Poster Session P1F.9 An EdGCM modeling study of the effects of atmospheric trace gas concentration change on Atlantic tropical cyclone development parameters

Tuesday, 29 April 2008
Palms ABCD (Wyndham Orlando Resort)
George L. Limpert, Univ. of Missouri, Columbia, MO; and B. L. Perrin and A. R. Lupo

Handout (197.5 kB)

An EdGCM Modeling Study of the Effects of Atmospheric Trace Gas Concentration Change on Atlantic Tropical Cyclone Development Parameters

EdGCM climate model provides an interface to the NASA GISS-II global climate model. The purpose of this simulation is to use the EdGCM modeling software to evaluate the effects of future changes in greenhouse gas concentration on the parameters for tropical cyclone formation.

The model used by EdGCM operates at a grid spacing of eight degrees latitude and ten degrees longitude. This grid spacing is much too coarse to model actual tropical cyclones, which have much higher wave numbers than can be resolved at this grid spacing However, the model simulation may be of use in evaluating the parameters that are considered favorable for the formation and development of tropical cyclones.

A number of parameters are of interest in evaluating the formation of Atlantic tropical cyclones. For example, one useful parameter is sea surface temperatures in the Atlantic basin. Warmer sea surface temperatures are favorable for tropical cyclones. Also of interest is the mid-level relative humidity over the Atlantic. Higher mid-level relative humidity is also favorable for tropical cyclone development. Vertical wind shear is unfavorable for the development of tropical cyclones and is another parameter investigated in this study. Gray (1987) suggests that strong hurricanes in the Atlantic basin are related to rainfall in the Sahel region of Africa, and is another parameter studied in the simulations.

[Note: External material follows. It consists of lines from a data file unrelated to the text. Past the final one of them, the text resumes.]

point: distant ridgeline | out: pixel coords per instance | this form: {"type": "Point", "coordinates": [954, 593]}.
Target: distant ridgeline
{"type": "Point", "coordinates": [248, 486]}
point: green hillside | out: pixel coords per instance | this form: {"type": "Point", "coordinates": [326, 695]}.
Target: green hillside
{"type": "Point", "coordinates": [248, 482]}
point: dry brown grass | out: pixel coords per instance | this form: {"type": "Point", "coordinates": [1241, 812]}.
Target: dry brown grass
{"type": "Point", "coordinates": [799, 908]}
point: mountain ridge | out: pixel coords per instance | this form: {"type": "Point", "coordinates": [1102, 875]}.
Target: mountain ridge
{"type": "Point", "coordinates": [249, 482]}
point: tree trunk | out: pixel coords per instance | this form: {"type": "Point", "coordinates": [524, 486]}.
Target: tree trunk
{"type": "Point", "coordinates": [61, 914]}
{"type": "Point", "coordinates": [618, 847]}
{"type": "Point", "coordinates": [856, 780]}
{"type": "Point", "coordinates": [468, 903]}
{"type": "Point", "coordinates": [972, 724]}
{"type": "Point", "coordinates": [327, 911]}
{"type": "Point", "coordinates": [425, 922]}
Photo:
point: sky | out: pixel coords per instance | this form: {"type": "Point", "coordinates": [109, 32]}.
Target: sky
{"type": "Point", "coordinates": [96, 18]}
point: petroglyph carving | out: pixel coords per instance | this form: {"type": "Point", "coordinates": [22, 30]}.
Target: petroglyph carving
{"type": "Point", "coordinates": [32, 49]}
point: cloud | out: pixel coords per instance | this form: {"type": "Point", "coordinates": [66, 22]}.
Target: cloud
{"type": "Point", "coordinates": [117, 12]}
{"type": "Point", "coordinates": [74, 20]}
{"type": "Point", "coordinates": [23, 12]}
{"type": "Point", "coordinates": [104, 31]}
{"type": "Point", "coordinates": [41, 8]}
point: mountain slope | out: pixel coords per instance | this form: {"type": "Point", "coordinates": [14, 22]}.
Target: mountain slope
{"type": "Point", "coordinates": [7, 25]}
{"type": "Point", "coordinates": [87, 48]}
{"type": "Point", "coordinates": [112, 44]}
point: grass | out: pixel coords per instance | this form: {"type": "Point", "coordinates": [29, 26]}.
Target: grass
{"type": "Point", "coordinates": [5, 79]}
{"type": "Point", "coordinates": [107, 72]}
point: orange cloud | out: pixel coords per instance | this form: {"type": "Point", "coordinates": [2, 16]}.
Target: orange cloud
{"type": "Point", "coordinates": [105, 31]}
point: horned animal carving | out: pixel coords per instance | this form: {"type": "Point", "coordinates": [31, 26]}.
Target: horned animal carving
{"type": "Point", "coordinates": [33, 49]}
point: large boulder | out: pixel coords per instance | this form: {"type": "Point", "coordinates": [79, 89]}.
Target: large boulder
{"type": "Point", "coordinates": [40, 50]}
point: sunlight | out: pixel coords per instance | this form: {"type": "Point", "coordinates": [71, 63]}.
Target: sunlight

A variety of scenarios for greenhouse gas concentration in the atmosphere are evaluated extrapolating current trends through 2050 with various modifications for increases or decreases in current trends. Future concentrations of greenhouse gases in the atmosphere are subject to many factors, many of which cannot accurately be predicted. Therefore it is useful to simulate a variety of scenarios to determine the range of possible effects of greenhouse gas concentration increases on tropical cyclone formation parameters.